Of course, you can choose between DJDAO custom buttons and springs at 60/100g (40g for FX), or arcade-accurate Sanwa switches at the same 60g/100g. The microswitch options are also plentiful, with a choice of Honeywell 15g (V15S05-EZ015-K01) or the usual 25g/50g/100g Omrons. (D2MV-01-1C2/1C3 / V-10-1A4)
As usual, if you’re looking to save money, the default Honeywell/DAO config is just fine. But if you’re picky about your switches and buttons, you’ll probably prefer the top-spec Sanwa/Omron upgrade or at least somewhere in the middle. This chart from the product page gives some common combinations:
For more details on what’s available, check out the official Specs page.
Recent DJDAO controllers have had a pretty clean and well-thought-out interior layout, and the FAUCETWO continues this trend:
Like the PHOENIXWAN, the connectors are fairly easy to take off for switch maintenance, etc. I did my standard ‘shake test’ (holding down all buttons and then shaking the controller violently to see if any wires come loose/un-triggered) and there were no issues.
To commemorate the launch of this controller, DJDAO put together a special ‘Limited-Edition‘ set with free choice of Sanwa/Omron combinations, plus the ability to customize each of the button LED lights separately, PLUS neat Pink knobs, the choice to make all buttons white, and to top it all off, a wall scroll and custom Acrylic art panel!
The price for this is
only a little bit more than if you’d maxed out the regular ed ition, so this is definitely a good option if you were already considering that! SOLD OUT!! Restock not yet confirmed, but keep an eye out!
Okay, final thoughts: Honestly, this is probably the best controller you can buy at the moment, unless you absolutely have to have the ‘arcade-style’ SVRE9, or if you just can’t afford it. But if you’re able to, I would highly recommend saving some money so you can get one of these, as they will not disappoint you.
If you’re looking for a nice SOUND VOLTEX controller with some unique features and great quality, the FAUCETWO can be pre-ordered on the GAMO2 official pages below for shipment in July. The default configuration includes custom DJDAO buttons with 60g springs and 15g Honeywell microswitches. Express EMS shipping to the US is about $68 at the time of writing.
Thanks to the DJDAO crew for hooking us up with this review unit! We also have a special message from the Design Team for our readers:
The knob system is a new design, so there may be some unexpected things/problems. Please contact us as soon as possible, and we will do our best to solve our problems.

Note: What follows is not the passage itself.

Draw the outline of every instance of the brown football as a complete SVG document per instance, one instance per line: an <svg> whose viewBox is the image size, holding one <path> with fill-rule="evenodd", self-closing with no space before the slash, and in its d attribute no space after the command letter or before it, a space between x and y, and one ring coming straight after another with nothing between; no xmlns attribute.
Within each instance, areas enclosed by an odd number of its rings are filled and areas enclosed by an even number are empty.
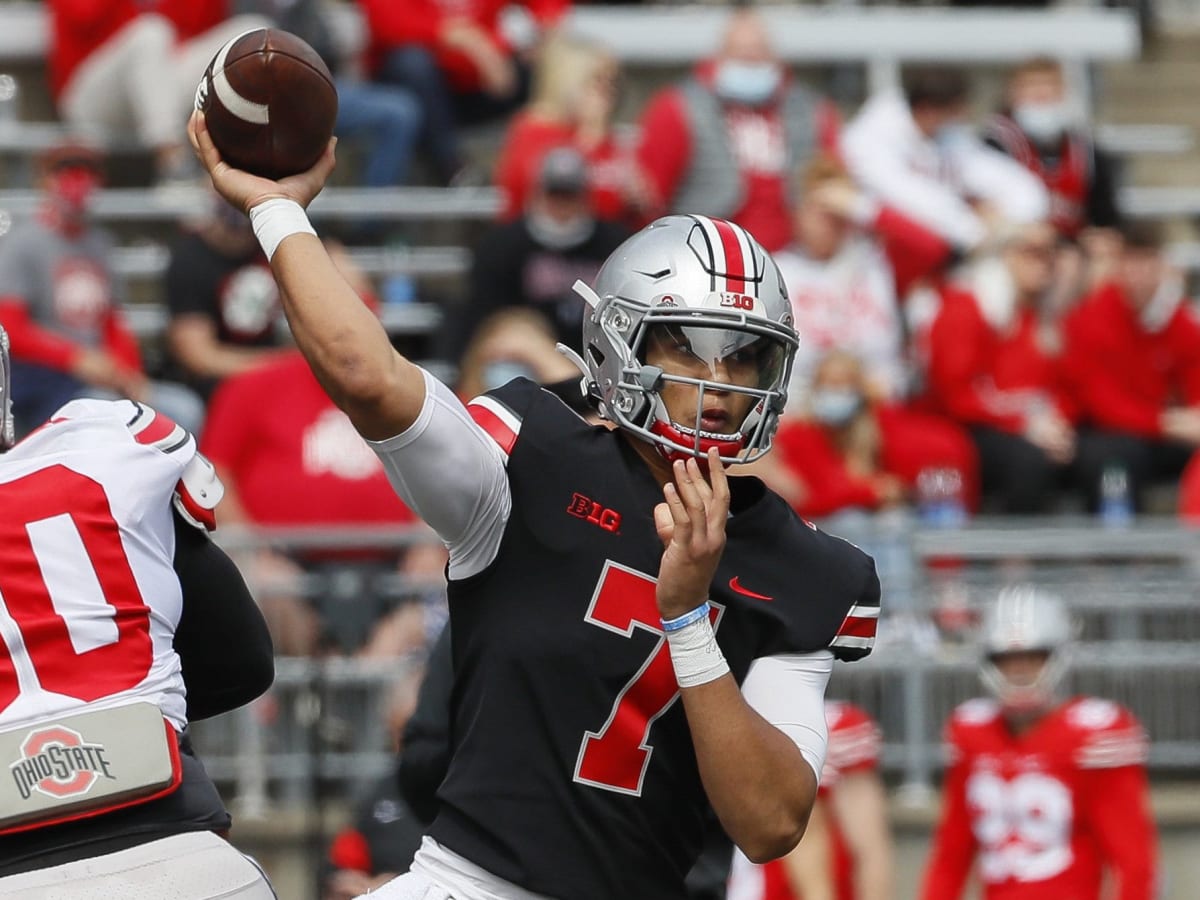
<svg viewBox="0 0 1200 900"><path fill-rule="evenodd" d="M196 108L226 162L281 179L320 158L334 134L337 89L305 41L259 28L217 50L196 89Z"/></svg>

Thanks to support us. We will keep working on new designs and new products for rhythm game.
- Strong and high-quality custom case, clean but fun design
- Highly accurate and durable knob/sensor combination
- Customizable RGB lighting colors
- Convenient maintenance access
- Moderate-size design that’s not too big or too small
- Full support for SDVX Cloud and other games with easy mode switching
- If you’re looking for the absolute cheapest/smallest/most portable controller, this is not that.
- A few small features would have been nice (see below).
REVIEW SCORE: 9/10
- Styling/Cool Factor ➡ 8.
Looks great as a player and spectator. Design will eventually be outdated but should still pop after 10 years.
- Performance (Default) ➡ 8.5.
Default buttons and switches are fine, but Sanwas/Omrons are just better.
- Knobs/Encoders (Default) ➡ 9.5.
Absolutely awesome – the only downside is disassembly/maintenance.
- Fun Factor/Features ➡ 8.
Not super groundbreaking, but still has some perks over the competition.
- Quality/Comfort/Touch ➡ 9.5.
Compared to controllers from 10+ years ago, F2 feels very premium and modern.
- Practicality/Portability ➡ 9.
Detachable cables are nice, but internal storage and/or a single-cable design would have been appreciated too.
- Value ➡ 9.5.
It’s amazing to see a controller this nice at an affordable price. It should last and retain value for a long time.